ER(Emergency Room)は、日本語では救命救急室となります。ですが、一般的には場所名ではなく、北米型のERシステムのことを意味しています。北米型のERシステムとは、当直医や救命救急医が搬送されてきた患者さんを診察・処置した上で、病気やけがの緊急性や重症度を見極めます。それから必要に応じて、各科の専門医が緊急手術または入院治療にあたります。24時間365日、各科の専門医の協力がなければ、このERでの仕事はできません。日本でも近年、ERシステムを取り入れる病院が少しずつ増えてきました。

業務内容

次々と運ばれてくる緊急を要する重症の患者さんに、慌ただしく出入りする医師や看護師たち…。こうしてERの現場は、毎日がめまぐるしく過ぎていきます。そんなERでの主な業務内容を見てみましょう。

救急外来の初療

軽症から重症まで、いろんな病気やけがの人が救急外来を訪れます。基本的には当直医と救命救急医がともに、あらゆる病気やけがの診察を行います。救急外来は多くの患者さんで混み合うことがよくありますが、スムーズに診察が受けられるように統括することも仕事の1つです。

病棟業務

救命救急センターでの業務を行います。主に救急外来からの患者さんを診ます。重い病気や多発性外傷、さらには中毒などを取り扱います。さまざまな医療機器を用いて、重症患者さんの治療・ケアをします。

院内救急

救命病棟に限らず、病院内で要請があれば急変した患者さんのもとへ駆け付けます。また、病院内の救急体制を整えるため、システム作りや急変時の対応訓練なども欠かせません。いつ、何時連絡が入ってもいいように、万全の体制を整えておく必要があります。

部署について

ERには、次のような部署があります。それぞれの部署が連携して、質の高いケアをしています。病院によって、部署数は異なります。

救急初療室

救急車で搬送されてきた重症の患者さんは、最初にこの救急初療室で処置や診断を受けます。
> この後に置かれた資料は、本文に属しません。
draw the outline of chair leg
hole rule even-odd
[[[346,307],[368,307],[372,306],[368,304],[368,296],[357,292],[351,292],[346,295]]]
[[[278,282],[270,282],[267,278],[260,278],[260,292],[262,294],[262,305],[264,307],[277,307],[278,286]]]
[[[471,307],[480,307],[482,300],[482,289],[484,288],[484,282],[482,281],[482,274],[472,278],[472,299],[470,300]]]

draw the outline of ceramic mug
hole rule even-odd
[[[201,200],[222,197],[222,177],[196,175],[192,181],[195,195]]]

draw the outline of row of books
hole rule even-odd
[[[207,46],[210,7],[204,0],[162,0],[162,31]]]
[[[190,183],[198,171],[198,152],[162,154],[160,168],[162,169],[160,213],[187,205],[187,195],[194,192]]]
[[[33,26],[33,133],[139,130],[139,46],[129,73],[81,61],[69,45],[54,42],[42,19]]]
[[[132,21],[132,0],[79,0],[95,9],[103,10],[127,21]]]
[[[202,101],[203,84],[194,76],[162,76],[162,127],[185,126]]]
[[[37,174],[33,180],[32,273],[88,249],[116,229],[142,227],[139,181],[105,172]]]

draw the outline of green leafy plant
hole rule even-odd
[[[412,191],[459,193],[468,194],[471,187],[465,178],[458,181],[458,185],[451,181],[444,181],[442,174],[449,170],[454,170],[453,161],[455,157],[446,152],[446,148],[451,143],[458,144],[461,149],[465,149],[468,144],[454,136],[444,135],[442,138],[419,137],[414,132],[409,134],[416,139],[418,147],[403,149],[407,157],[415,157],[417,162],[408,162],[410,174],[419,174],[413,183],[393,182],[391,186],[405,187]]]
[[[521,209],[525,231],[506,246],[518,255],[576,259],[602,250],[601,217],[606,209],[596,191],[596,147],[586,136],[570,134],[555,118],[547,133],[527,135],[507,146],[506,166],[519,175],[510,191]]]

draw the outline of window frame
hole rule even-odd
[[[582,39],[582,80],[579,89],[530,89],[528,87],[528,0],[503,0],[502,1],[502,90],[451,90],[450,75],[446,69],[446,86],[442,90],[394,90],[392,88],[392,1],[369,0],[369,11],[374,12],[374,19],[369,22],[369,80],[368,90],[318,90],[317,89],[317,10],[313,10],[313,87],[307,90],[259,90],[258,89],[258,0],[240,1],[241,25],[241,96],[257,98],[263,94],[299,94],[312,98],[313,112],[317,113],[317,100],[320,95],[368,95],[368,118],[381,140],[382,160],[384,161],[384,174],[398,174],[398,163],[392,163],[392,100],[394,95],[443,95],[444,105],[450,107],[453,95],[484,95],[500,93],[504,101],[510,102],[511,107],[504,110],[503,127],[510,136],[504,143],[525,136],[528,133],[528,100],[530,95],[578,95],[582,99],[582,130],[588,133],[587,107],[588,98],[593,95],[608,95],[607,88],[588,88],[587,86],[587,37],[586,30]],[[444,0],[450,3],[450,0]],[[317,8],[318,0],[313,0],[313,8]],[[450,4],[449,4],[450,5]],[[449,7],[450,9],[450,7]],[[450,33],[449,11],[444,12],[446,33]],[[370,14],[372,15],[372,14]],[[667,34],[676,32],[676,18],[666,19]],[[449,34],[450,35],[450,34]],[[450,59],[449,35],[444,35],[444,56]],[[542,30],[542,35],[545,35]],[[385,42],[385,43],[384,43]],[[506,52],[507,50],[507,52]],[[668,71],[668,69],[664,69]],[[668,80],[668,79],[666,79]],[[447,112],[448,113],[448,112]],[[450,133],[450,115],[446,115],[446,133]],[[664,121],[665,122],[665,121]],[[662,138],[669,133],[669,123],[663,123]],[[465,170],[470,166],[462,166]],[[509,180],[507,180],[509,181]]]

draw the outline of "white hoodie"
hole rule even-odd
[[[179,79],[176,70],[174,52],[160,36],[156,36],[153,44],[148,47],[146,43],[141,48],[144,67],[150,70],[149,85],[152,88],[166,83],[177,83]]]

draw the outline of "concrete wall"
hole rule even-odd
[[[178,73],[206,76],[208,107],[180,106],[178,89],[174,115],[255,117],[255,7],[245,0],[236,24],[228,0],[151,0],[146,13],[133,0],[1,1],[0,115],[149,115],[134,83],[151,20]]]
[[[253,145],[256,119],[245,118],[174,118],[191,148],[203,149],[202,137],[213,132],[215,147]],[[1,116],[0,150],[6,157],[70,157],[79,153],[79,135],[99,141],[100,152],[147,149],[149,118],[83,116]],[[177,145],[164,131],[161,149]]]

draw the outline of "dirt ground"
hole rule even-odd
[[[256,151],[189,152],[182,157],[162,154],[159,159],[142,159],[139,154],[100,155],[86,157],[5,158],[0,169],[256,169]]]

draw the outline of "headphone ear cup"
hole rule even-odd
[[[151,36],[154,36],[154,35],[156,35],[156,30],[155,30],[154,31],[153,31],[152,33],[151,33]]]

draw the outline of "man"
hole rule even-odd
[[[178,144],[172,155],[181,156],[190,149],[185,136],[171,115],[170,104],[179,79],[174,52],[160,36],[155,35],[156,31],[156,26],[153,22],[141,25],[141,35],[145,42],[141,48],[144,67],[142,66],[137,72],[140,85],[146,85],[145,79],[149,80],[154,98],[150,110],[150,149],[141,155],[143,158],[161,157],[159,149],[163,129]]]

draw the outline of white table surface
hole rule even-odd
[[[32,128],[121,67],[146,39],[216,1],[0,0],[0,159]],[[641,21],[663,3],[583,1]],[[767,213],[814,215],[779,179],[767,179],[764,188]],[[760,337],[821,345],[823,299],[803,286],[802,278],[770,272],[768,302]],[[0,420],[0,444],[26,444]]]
人工呼吸や緊急開胸術などのさまざまな処置が行われます。

ICU

ICU(集中治療室)では、救急搬送された心肺停止になったり、脳や心臓の病気、大やけどといった重症の患者さん、または心臓・大血管の手術を受けた患者さんなどに集中的な治療やケアを行います。

血管室

血管室では、心臓血管や脳血管、胸部、腹部、末梢血管の検査・治療を行います。急性の心筋梗塞や重症不整脈などに対しては、 緊急のカテーテル検査を速やかにできるような体制になっています。